Unlike the book as well as other film adaptations, Belle does not marry and
have children with another man. She is a nurse. Old Joe is a henchman of
Scrooge who arrests or robs people who owe Scrooge debt but Scrooge fires him
after mending his ways. Also in the film Marley's ghost haunts Scrooge before
he goes home and Scrooge is notably younger as he has auburn hair and is
middle-aged rather than being elderly.” It’s a bloody mess.
· A Christmas Carol: The Musical
(2004) – Does Jason Alexander’s Marley make one long for the comparatively
subtle performance of Alec Guinness? Then this musical probably isn’t for you.
But will you watch it anyway? Depends upon your Jane Krakowski tolerance, I
suppose. Alan Menken’s music is just fine, and it’s got all the wonder one
would expect from a Halmi production, which is to say the cheese is part of it,
and this one doesn’t even include mice.
· Disney’s
A Christmas Carol (2009) – I like this more every time I watch it,
particularly by comparison with some earlier efforts. Jim Carrey does a nice
job with a variety of accents from non-estuary London (as Scrooge) to Irish
(the Ghost of Christmas Past) to Liverpudlian (Christmas Present), and it
sticks remarkably close to the book, give or take the “Mr. Scrooge’s Wild Ride”
sequence set in the future.
And now, two actual versions from this actual year, one a retelling of a musical version and the other the most brilliant pastiche I’ve ever watched:
· Scrooge: A Christmas Carol (2022) – Before Leslie Bricusse passed away last year, he and his associates finished this revisiting of the 1970 musical as an animated venture. Visually it’s absolutely stunning, and the added songs (especially “Later Never Comes”) are quite lovely, in addition to at least four songs I recognize from the past. If you’re looking for Dickens’ prose it’s nowhere to be found, and I’m not sure why the characters make fun of names like “Scrooge” and “Fezziwig” (part of Dickens’ charm was in the names) and yet feel some weird compulsion to change nephew Fred’s name to Harry and sister Fan’s name to Jen.
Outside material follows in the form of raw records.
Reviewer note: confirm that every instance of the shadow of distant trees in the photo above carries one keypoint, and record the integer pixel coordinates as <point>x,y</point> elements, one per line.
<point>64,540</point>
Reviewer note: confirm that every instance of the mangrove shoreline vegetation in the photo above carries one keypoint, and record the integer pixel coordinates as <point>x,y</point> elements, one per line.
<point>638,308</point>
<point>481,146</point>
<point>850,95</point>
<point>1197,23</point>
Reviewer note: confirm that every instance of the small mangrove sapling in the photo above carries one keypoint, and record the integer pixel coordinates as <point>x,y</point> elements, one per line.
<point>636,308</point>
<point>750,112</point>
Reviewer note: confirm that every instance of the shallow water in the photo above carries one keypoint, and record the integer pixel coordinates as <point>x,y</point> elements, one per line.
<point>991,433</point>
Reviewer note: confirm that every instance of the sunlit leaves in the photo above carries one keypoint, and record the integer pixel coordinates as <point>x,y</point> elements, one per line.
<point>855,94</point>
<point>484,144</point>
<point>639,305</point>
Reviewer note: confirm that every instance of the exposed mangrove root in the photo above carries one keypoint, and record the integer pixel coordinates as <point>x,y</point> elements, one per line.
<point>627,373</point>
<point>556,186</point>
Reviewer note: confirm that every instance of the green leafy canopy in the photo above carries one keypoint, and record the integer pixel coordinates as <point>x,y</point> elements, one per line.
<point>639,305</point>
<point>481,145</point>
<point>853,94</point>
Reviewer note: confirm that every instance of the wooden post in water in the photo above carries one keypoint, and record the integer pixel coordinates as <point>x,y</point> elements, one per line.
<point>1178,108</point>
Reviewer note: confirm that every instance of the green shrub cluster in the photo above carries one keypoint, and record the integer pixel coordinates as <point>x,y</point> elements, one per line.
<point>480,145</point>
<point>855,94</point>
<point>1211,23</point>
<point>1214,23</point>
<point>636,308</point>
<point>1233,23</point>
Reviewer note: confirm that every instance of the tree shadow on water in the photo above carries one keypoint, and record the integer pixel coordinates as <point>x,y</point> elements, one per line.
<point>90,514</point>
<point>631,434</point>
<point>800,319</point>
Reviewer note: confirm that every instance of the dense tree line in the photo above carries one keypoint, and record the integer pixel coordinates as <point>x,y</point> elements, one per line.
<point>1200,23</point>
Oh, and there’s a dog. That’s right, a doggie, even though the original story clearly outlines, “Even the blindmen's dogs appeared to know him; and when they saw him coming on, would tug their owners into doorways and up courts; and then would wag their tails as though they said, ‘No eye at all is better than an evil eye, dark master!’” Dogs No Like Scrooge. But watch this (currently on Netflix) for the stunning computer animation, and if you can tune out the auto-tune Luke Evans acquits himself well.
· Spirited (2022) – I’m not a Will Ferrell fan, never even bothered to see Elf. Although I’d probably go out of my way to watch Ryan Reynolds in ads for just about anything (and have even passed along a few here in the past). That said, this pastiche has quickly become my new favorite Christmas movie, and Ferrell is the heart and soul of it. It’s both winkingly cynical and unbelievably moving and sincere (unlike Scrooged, which was for me just the first) and I’m still not sure how they pulled that off. The dance numbers are beyond stunning and exhaustingly energetic, and Octavia Spencer is an absolute treasure. Her “The View From Here” is a total tear-jerker of a song. Very worth it, if you have AppleTV+, and I couldn’t recommend it more highly.